The company has advised shareholders to take no action even though its major institutional investors have put their hands up to accept the bid.
The new bid is an 18 per cent discount to the unsuccessful $850 million, $3.30-a-share bid TPG made in February that was rejected by the company as being undervalued.
Shares in the household-name surfwear retailer surged after news of the new takeover offer and closed up 21.5 cents, or 19.55 per cent, at $1.31 on Tuesday.
The share price had plummeted to 96 cents by late June, amid a worsening outlook for the retail sector.
Billabong founder Gordon Merchant has said he felt bad about rejecting the bid and was prepared to accept less.
Only last month Billabong tapped its shareholders for $225 million to reduce its debt from $325 million to $100 million.
TPG's latest offer is based on Billabong having 479 million shares on issue by the end of this week when those included in the retail component of the company's current entitlement offer are issued.
The retailer said TPG's new offer was subject to due diligence and conditional on a number of matters.
"The board of Billabong will update the market following consideration of the proposal and its terms," Billabong said in a statement.
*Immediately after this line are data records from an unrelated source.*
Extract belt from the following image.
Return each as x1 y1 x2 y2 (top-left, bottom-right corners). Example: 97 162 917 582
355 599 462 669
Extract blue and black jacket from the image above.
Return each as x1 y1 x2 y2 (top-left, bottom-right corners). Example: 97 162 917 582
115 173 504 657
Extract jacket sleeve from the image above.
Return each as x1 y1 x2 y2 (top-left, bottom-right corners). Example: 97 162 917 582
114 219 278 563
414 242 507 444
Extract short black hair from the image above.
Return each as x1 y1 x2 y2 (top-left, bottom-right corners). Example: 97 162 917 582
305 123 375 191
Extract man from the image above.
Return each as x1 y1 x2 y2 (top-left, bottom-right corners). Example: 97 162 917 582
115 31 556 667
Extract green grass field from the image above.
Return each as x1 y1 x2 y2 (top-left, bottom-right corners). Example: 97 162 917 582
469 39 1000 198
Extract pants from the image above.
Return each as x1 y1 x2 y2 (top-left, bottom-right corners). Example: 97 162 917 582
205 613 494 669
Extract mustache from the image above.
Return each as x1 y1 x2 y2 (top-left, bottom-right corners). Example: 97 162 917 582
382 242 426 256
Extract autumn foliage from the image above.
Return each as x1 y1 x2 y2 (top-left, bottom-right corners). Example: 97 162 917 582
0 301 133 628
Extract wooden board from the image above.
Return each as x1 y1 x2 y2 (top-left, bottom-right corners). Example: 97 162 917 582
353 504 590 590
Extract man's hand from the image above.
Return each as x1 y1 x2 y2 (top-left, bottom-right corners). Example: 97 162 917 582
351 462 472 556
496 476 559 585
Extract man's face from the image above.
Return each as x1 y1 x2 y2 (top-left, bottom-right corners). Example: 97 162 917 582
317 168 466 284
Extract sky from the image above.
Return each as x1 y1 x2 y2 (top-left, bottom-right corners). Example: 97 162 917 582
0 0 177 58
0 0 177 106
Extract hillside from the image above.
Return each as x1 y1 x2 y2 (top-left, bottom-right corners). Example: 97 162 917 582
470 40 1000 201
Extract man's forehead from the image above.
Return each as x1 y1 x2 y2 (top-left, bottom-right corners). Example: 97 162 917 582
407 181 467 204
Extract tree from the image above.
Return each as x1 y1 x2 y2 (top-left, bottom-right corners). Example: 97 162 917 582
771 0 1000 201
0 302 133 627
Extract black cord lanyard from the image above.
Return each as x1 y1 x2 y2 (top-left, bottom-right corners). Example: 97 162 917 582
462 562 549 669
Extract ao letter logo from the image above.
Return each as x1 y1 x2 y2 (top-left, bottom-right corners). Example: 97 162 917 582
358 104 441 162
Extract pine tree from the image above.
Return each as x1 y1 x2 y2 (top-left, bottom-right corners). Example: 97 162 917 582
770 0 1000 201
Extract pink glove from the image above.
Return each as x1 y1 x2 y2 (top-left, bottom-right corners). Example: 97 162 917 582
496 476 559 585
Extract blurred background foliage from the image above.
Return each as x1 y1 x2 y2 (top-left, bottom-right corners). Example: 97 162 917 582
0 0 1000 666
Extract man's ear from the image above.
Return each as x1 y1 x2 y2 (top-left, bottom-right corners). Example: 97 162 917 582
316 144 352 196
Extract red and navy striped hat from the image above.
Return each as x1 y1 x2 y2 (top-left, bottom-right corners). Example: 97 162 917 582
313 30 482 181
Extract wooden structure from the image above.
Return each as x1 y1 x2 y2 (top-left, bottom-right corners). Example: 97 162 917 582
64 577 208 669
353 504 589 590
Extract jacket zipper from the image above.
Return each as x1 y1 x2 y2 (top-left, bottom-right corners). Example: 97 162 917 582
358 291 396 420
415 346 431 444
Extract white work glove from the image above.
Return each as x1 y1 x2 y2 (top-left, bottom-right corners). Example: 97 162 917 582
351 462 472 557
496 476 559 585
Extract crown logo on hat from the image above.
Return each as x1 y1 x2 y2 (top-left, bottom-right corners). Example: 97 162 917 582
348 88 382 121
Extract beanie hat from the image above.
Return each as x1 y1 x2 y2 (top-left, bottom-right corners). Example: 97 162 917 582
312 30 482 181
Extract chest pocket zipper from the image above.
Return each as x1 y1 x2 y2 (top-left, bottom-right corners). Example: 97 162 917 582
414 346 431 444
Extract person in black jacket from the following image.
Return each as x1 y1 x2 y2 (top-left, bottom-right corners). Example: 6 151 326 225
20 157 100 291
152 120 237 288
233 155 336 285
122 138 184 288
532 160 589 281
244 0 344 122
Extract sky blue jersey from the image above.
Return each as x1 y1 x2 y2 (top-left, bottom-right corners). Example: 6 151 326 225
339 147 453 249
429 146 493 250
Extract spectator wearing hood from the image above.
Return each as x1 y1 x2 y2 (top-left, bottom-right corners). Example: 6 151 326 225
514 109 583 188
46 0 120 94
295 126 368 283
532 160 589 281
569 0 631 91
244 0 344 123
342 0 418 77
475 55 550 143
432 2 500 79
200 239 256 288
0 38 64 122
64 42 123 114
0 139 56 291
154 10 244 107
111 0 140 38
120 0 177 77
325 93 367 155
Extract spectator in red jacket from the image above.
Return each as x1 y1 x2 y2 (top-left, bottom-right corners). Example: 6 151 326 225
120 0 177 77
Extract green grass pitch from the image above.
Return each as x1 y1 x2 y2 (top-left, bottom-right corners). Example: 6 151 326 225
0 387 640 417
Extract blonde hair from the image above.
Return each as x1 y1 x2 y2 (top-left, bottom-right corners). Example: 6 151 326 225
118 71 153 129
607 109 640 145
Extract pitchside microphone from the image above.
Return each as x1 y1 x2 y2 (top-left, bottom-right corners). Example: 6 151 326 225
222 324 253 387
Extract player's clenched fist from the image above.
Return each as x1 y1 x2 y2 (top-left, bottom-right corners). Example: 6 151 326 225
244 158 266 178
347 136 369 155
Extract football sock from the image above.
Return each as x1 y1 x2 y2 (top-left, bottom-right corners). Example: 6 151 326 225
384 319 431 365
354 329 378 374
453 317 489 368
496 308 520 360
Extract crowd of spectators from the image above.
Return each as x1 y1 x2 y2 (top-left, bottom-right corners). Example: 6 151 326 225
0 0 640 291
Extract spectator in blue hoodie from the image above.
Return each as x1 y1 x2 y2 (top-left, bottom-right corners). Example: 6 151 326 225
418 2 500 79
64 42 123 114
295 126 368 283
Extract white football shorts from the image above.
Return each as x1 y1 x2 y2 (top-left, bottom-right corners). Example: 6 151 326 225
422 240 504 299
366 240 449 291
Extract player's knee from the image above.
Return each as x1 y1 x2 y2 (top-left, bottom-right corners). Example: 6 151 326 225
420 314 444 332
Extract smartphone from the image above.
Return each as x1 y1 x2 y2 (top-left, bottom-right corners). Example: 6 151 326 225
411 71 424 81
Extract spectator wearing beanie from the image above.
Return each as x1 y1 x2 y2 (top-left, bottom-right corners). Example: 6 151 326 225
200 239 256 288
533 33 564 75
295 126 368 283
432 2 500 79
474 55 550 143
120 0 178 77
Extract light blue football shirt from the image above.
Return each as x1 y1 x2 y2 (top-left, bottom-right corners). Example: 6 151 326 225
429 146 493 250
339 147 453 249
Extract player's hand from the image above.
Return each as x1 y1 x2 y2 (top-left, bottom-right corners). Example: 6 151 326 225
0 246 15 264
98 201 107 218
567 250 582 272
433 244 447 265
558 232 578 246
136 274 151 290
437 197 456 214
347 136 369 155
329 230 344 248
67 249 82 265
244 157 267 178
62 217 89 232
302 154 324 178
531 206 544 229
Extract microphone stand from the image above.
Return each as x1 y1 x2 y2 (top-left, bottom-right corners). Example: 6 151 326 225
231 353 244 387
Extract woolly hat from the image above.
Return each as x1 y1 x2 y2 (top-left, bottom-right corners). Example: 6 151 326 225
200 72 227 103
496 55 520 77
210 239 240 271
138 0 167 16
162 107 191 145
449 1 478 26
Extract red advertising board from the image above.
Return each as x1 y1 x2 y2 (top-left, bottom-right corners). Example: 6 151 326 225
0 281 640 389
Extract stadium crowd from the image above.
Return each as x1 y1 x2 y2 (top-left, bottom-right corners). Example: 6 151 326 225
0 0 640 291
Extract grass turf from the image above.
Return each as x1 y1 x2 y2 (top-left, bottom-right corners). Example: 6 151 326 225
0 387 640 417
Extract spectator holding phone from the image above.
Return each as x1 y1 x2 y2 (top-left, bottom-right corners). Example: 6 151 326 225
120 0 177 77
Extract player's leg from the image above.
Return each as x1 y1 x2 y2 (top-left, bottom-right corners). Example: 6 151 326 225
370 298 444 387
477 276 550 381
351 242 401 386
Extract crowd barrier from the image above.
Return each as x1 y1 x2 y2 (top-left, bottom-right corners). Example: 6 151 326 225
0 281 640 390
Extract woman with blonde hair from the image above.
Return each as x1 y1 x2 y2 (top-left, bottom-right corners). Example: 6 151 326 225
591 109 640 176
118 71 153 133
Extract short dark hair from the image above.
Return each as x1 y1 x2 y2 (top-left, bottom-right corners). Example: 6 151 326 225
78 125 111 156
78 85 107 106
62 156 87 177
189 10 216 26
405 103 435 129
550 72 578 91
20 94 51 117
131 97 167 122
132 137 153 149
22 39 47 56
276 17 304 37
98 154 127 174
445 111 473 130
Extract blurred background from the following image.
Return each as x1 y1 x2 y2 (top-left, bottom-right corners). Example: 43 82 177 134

"In the meantime, Billabong shareholders do not need to take any action in response to the approach received."
Billabong said TPG's offer allowed for Mr Merchant and director Colette Paull to roll all or part of their respective shareholdings into the TPG proposal.
This would allow Mr Merchant and Ms Paull to partner with TPG and keep an equity interest in the business, if they wished.
The retailer's major shareholders, Colonial First State Investment and Perennial Value Management, have agreed to sell to TPG about 14.5 per cent of Billabong's issued capital.
Nomura analyst Nick Berry said he would not be surprised if Billabong presses for a slightly higher offer.
However, considering the outlook for the retailer was still tough, Mr Berry said he expected Billabong would eventually accept a TPG bid.
"It's a little bit on the cheap side, so you could see an initial push back from the board or other shareholders.
"But it's within TPG's capacity to add another 10 per cent on the deal, and when the outlook is taken into account then they'll take the offer."
Mr Berry said the offer to Mr Merchant and Ms Paull to retain their investment in Billabong showed that TPG was taking a friendly approach to the takeover.
TPG's offer to Billabong comes as foreign companies express strong interest in buying Australian chocolate business Darrell Lea and poultry farmer Inghams.